[Tutor] Fwd: Difference between types
eryksun
eryksun at gmail.com
Sun May 26 06:39:36 CEST 2013
On Fri, May 24, 2013 at 2:53 PM, Albert-Jan Roskam <fomcl at yahoo.com> wrote:
> Why do I need to use a trailing comma to create a singleton
> tuple? Without a comma it seems to mean "parenthesized single
> object", ie the parentheses are basically not there.
Here are some technical notes and references to augment the other
answers. I think this is on topic in this thread. Even though the
title is "Difference between types", I think Citizen Kant is mostly
concerned with tokenizing and parsing source code.
Python 3.3's grammar definition:
http://hg.python.org/cpython/file/3.3/Grammar/Grammar
Here's an incomplete subset:
power: atom trailer* ['**' factor]
factor: ('+'|'-'|'~') factor | power
term: factor (('*'|'/'|'%'|'//') factor)*
arith_expr: term (('+'|'-') term)*
shift_expr: arith_expr (('<<'|'>>') arith_expr)*
and_expr: shift_expr ('&' shift_expr)*
xor_expr: and_expr ('^' and_expr)*
expr: xor_expr ('|' xor_expr)*
star_expr: '*' expr
comp_op:
'<'|'>'|'=='|'>='|'<='|'<>'|'!='|
'in'|'not' 'in'|'is'|'is' 'not'
comparison: expr (comp_op expr)*
not_test: 'not' not_test | comparison
and_test: not_test ('and' not_test)*
or_test: and_test ('or' and_test)*
test:
or_test ['if' or_test 'else' test] | lambdef
testlist:
test (',' test)* [',']
exprlist:
(expr|star_expr) (',' (expr|star_expr))* [',']
testlist_comp:
(test|star_expr) (
comp_for | (',' (test|star_expr))* [','] )
atom:
('(' [yield_expr|testlist_comp] ')' |
'[' [testlist_comp] ']' |
'{' [dictorsetmaker] '}' |
NAME | NUMBER | STRING+ |
'...' | 'None' | 'True' | 'False')
augassign:
('+=' | '-=' | '*=' | '/=' | '%=' |
'&=' | '|=' | '^=' | '<<=' | '>>=' |
'**=' | '//=')
testlist_star_expr:
(test|star_expr) (',' (test|star_expr))* [',']
expr_stmt:
testlist_star_expr (
augassign (yield_expr|testlist) |
('=' (yield_expr|testlist_star_expr))*)
pass_stmt: 'pass'
small_stmt:
(expr_stmt | del_stmt | pass_stmt | flow_stmt |
import_stmt | global_stmt | nonlocal_stmt |
assert_stmt)
simple_stmt:
small_stmt (';' small_stmt)* [';'] NEWLINE
suite: simple_stmt | NEWLINE INDENT stmt+ DEDENT
for_stmt:
'for' exprlist 'in' testlist ':' suite ['else' ':' suite]
compound_stmt:
if_stmt | while_stmt | for_stmt | try_stmt |
with_stmt | funcdef | classdef | decorated
stmt:
simple_stmt | compound_stmt
eval_input:
testlist NEWLINE* ENDMARKER
file_input:
(NEWLINE | stmt)* ENDMARKER
single_input:
NEWLINE | simple_stmt | compound_stmt NEWLINE
A possible match for atom is a set of empty parentheses, which defines
an empty tuple. Another match is a testlist_comp in parentheses. In
this case, if there's only one test/star_expr, then a trailing comma
is required to define a tuple.
The final parse tree depends on where you "start". For example, the
interactive shell uses single_input mode, so it looks for either
NEWLINE (i.e. you hit <enter> at a blank prompt), a simple_stmt, or
compound_stmt NEWLINE. If you enter a compound statement such as a
for_stmt, you have to hit enter on an empty line in order to finish
parsing, compile, and execute the statement. Note also that eval('')
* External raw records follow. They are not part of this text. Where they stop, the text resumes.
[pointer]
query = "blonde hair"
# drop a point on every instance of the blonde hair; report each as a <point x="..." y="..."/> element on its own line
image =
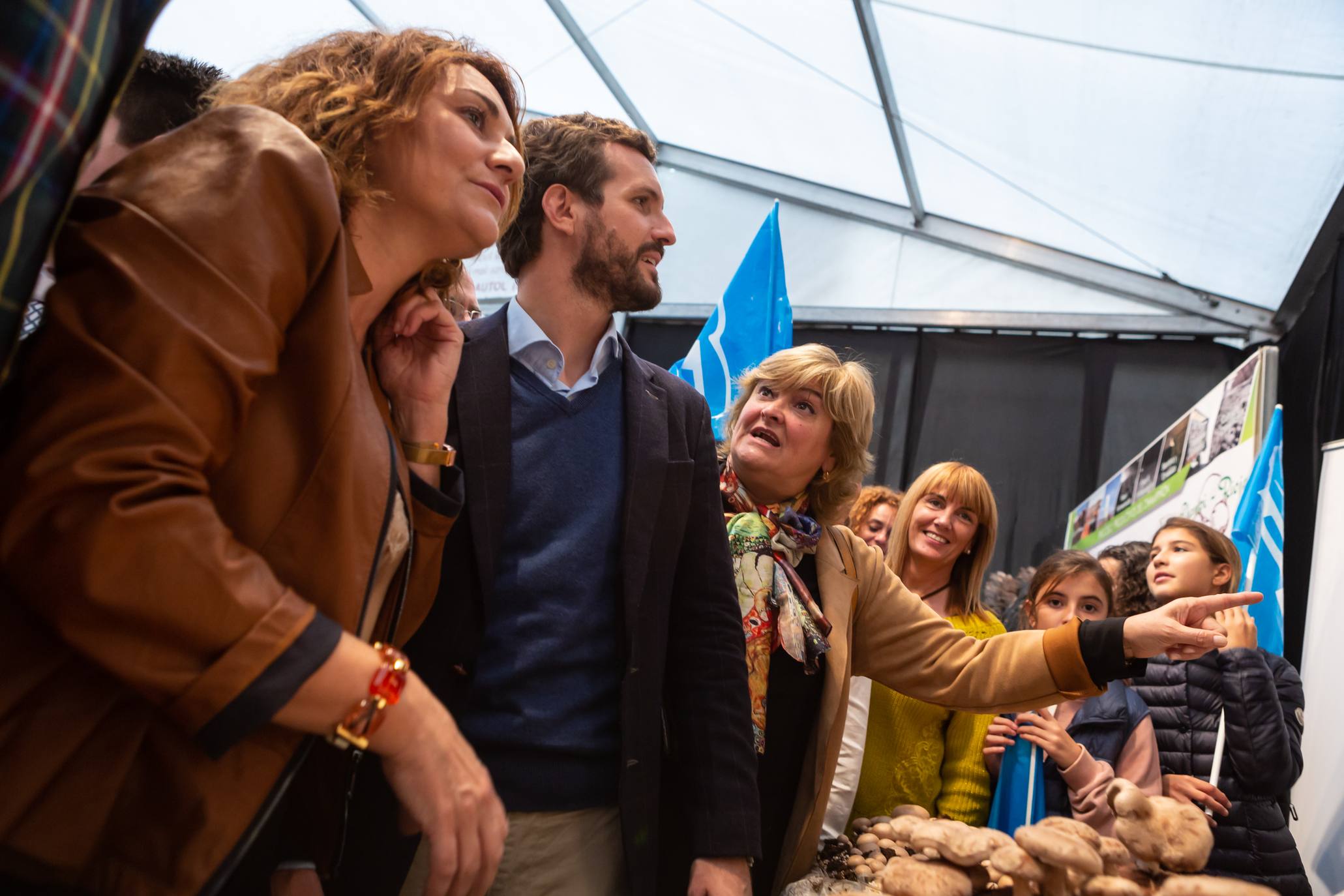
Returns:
<point x="965" y="485"/>
<point x="870" y="498"/>
<point x="350" y="87"/>
<point x="1217" y="546"/>
<point x="846" y="390"/>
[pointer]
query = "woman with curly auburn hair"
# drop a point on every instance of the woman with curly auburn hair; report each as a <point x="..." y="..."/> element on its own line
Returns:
<point x="819" y="606"/>
<point x="871" y="515"/>
<point x="225" y="490"/>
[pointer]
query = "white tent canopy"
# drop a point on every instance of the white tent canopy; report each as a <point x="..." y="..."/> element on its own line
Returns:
<point x="1068" y="166"/>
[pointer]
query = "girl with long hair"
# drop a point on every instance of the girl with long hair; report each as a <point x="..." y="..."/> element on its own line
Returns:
<point x="1086" y="743"/>
<point x="1256" y="693"/>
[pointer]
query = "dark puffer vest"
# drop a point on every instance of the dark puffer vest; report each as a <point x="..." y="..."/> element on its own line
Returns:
<point x="1262" y="698"/>
<point x="1103" y="726"/>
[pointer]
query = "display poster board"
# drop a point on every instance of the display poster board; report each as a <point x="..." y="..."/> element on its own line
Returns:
<point x="494" y="285"/>
<point x="1319" y="794"/>
<point x="1197" y="468"/>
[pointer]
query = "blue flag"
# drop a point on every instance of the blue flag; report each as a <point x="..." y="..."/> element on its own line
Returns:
<point x="1259" y="535"/>
<point x="1021" y="796"/>
<point x="751" y="323"/>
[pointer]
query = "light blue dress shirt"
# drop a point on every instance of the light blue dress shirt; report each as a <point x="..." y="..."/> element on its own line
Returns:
<point x="534" y="350"/>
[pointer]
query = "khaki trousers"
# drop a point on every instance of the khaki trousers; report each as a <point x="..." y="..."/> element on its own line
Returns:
<point x="558" y="854"/>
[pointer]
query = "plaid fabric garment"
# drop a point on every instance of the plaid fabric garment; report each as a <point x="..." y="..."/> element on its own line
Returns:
<point x="62" y="65"/>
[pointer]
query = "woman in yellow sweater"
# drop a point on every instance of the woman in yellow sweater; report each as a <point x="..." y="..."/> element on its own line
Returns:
<point x="917" y="753"/>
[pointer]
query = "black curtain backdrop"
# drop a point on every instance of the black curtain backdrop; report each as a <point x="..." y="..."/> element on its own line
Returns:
<point x="1311" y="389"/>
<point x="1043" y="418"/>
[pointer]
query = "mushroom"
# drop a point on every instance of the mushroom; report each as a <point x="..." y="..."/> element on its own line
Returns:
<point x="1159" y="829"/>
<point x="1204" y="886"/>
<point x="934" y="837"/>
<point x="1017" y="863"/>
<point x="1109" y="886"/>
<point x="971" y="846"/>
<point x="1073" y="826"/>
<point x="904" y="826"/>
<point x="1061" y="854"/>
<point x="882" y="829"/>
<point x="1060" y="849"/>
<point x="910" y="878"/>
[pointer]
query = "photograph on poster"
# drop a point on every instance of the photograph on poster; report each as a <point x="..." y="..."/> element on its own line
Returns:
<point x="1197" y="440"/>
<point x="1080" y="519"/>
<point x="1148" y="469"/>
<point x="1128" y="479"/>
<point x="1231" y="410"/>
<point x="1174" y="446"/>
<point x="1090" y="516"/>
<point x="1109" y="499"/>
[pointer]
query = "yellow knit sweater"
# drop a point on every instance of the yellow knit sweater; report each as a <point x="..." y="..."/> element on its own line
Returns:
<point x="927" y="755"/>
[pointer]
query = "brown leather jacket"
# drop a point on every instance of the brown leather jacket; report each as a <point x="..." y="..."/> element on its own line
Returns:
<point x="195" y="476"/>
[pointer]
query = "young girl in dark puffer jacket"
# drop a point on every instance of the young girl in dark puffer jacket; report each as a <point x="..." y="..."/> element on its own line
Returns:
<point x="1261" y="696"/>
<point x="1088" y="743"/>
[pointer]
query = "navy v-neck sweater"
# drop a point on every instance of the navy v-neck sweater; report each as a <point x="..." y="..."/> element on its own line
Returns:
<point x="543" y="712"/>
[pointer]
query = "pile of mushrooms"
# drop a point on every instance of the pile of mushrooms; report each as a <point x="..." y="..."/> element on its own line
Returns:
<point x="1157" y="844"/>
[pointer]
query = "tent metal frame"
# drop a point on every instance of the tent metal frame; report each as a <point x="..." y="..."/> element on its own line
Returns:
<point x="996" y="321"/>
<point x="1190" y="310"/>
<point x="878" y="59"/>
<point x="1246" y="320"/>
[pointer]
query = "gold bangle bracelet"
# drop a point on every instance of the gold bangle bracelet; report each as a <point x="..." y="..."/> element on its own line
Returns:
<point x="436" y="453"/>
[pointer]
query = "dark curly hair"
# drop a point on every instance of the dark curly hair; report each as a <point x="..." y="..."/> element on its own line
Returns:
<point x="1132" y="593"/>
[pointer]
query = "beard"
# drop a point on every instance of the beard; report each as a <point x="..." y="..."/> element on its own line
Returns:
<point x="612" y="276"/>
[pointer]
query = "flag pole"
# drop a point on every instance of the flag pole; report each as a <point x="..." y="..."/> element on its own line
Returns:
<point x="1218" y="753"/>
<point x="1031" y="783"/>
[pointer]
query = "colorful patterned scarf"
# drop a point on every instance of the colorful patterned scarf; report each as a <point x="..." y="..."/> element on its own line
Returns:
<point x="766" y="542"/>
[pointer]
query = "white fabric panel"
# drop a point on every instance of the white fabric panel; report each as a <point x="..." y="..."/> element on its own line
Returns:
<point x="239" y="34"/>
<point x="1219" y="177"/>
<point x="839" y="262"/>
<point x="526" y="34"/>
<point x="706" y="83"/>
<point x="827" y="260"/>
<point x="937" y="277"/>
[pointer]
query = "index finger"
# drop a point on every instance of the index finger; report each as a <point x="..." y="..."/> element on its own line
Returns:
<point x="1216" y="602"/>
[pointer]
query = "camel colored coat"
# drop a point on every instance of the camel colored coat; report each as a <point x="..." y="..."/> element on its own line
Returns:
<point x="885" y="632"/>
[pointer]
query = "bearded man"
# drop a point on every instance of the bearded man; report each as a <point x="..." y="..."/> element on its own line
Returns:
<point x="586" y="616"/>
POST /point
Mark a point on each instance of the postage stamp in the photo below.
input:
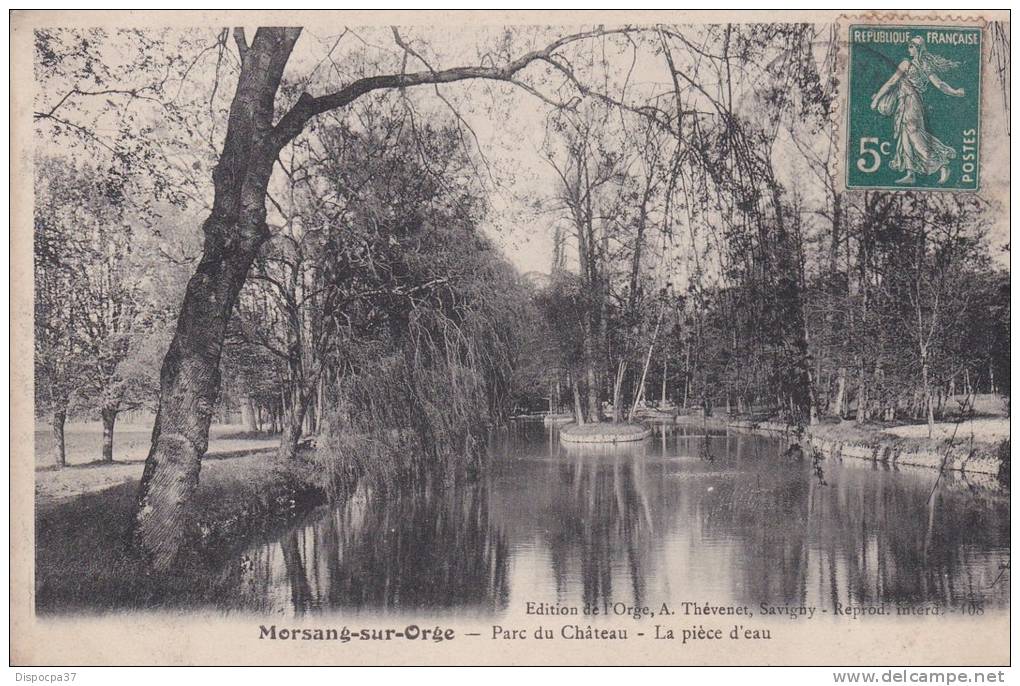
(913, 107)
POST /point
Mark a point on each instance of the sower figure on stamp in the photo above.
(917, 151)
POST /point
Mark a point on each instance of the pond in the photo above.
(686, 515)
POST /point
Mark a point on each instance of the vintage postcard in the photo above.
(510, 338)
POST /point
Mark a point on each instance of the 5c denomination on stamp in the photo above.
(913, 107)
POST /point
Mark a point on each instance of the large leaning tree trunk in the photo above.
(234, 232)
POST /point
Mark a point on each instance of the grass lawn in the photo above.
(84, 441)
(84, 563)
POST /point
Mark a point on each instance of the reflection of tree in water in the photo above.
(424, 550)
(868, 537)
(606, 509)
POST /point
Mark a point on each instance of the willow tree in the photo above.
(234, 232)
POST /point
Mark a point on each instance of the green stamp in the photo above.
(913, 109)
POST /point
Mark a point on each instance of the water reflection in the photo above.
(686, 515)
(407, 551)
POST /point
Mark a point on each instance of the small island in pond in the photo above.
(603, 432)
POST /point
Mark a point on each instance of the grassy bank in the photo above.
(973, 446)
(603, 432)
(83, 561)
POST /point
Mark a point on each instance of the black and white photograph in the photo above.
(565, 337)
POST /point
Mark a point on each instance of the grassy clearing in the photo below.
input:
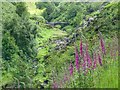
(46, 35)
(107, 78)
(32, 8)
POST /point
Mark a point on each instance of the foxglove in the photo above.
(76, 59)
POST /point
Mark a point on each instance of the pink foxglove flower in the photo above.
(102, 45)
(99, 59)
(95, 61)
(84, 62)
(81, 48)
(55, 84)
(71, 69)
(88, 58)
(76, 59)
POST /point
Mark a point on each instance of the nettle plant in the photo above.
(79, 74)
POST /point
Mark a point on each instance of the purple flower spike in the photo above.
(76, 59)
(102, 45)
(88, 58)
(55, 84)
(81, 51)
(95, 61)
(100, 59)
(84, 62)
(71, 69)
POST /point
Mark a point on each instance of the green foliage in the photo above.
(35, 53)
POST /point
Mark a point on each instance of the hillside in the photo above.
(59, 45)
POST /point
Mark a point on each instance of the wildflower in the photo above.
(84, 62)
(55, 84)
(102, 45)
(81, 51)
(95, 61)
(76, 59)
(100, 59)
(88, 57)
(65, 78)
(71, 69)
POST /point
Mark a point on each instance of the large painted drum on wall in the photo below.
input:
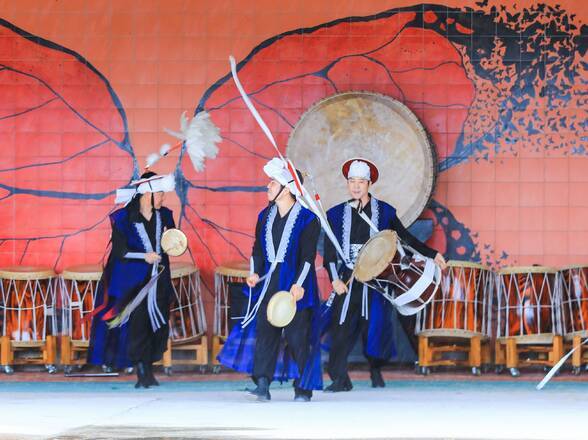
(373, 126)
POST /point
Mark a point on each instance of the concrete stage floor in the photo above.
(193, 406)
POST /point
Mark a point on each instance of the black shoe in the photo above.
(340, 384)
(377, 379)
(301, 395)
(149, 376)
(261, 392)
(141, 375)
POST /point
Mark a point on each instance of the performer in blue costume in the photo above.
(284, 251)
(136, 268)
(357, 309)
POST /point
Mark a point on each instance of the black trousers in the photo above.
(267, 344)
(145, 345)
(344, 337)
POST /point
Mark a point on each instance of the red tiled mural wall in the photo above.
(86, 92)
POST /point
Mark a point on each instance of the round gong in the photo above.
(373, 126)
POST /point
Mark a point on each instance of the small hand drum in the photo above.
(281, 309)
(174, 242)
(375, 256)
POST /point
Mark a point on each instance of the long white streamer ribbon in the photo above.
(306, 196)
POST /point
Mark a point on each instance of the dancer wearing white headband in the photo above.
(128, 330)
(283, 257)
(357, 309)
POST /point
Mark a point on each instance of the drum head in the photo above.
(174, 242)
(281, 309)
(373, 126)
(375, 255)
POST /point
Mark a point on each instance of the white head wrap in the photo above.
(165, 183)
(359, 170)
(276, 169)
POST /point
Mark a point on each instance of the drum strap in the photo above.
(557, 366)
(374, 228)
(431, 273)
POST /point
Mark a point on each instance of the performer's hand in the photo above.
(297, 291)
(252, 280)
(339, 287)
(152, 257)
(440, 260)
is a syntax error because there's nothing to match testlist in
eval_input mode.
The parser start constants are defined in Include/graminit.h:
#define single_input 256
#define file_input 257
#define eval_input 258
The corresponding C API constants are defined in Include/compile.h:
#define Py_single_input 256
#define Py_file_input 257
#define Py_eval_input 258
For the built-in compile() function these constants map to the modes
'single', 'exec', and 'eval'.
The parser module has a couple of functions that create syntax trees:
parser.expr (eval_input mode) and parser.suite (file_input mode). The
resulting st objects have tolist() and totuple() methods, but the
resulting nested sequences of numeric constants aren't all that
helpful for interactive inspection. I scribbled a little code to
pretty print them using the corresponding names from the tokenize and
symbol modules.
import parser
from pprint import pprint
from tokenize import tok_name
from symbol import sym_name
stnames = dict(tok_name)
stnames.update(sym_name)
def stnumtoname(st):
if isinstance(st, parser.STType):
st = st.tolist()
stnew = [stnames[st[0]]]
for item in st[1:]:
if isinstance(item, (list, tuple)):
stnew.append(stnumtoname(item))
elif isinstance(item, int):
stnew.append(stnames[item])
else:
stnew.append(item)
return stnew
def pprintst(st, **kwds):
if 'width' not in kwds:
kwds['width'] = 60
pprint(stnumtoname(st), **kwds)
Here's an example tree for the compound statement "for i in (0,): pass":
>>> pprintst(parser.suite('for i in (0,): pass'))
['file_input',
['stmt',
['compound_stmt',
['for_stmt',
['NAME', 'for'],
['exprlist',
['expr',
['xor_expr',
['and_expr',
['shift_expr',
['arith_expr',
['term',
['factor',
['power', ['atom', ['NAME', 'i']]]]]]]]]]],
['NAME', 'in'],
['testlist',
['test',
['or_test',
['and_test',
['not_test',
['comparison',
['expr',
['xor_expr',
['and_expr',
['shift_expr',
['arith_expr',
['term',
['factor',
['power',
['atom',
['LPAR', '('],
['testlist_comp',
['test',
['or_test',
['and_test',
['not_test',
['comparison',
['expr',
['xor_expr',
['and_expr',
['shift_expr',
['arith_expr',
['term',
['factor',
['power',
['atom',
['NUMBER',
'0']]]]]]]]]]]]]]],
['COMMA', ',']],
['RPAR', ')']]]]]]]]]]]]]]]],
['COLON', ':'],
['suite',
['simple_stmt',
['small_stmt', ['pass_stmt', ['NAME', 'pass']]],
['NEWLINE', '']]]]]],
['NEWLINE', ''],
['ENDMARKER', '']]
If you have a debug build of CPython, use the -d command-line option
to see the parser at work. For example here's the [abridged] output
for parsing "(0,)":
>>> (0,)
Token LPAR/'(' ... It's a token we know
DFA 'single_input', state 0: Push ...
DFA 'simple_stmt', state 0: Push ...
DFA 'small_stmt', state 0: Push ...
DFA 'expr_stmt', state 0: Push ...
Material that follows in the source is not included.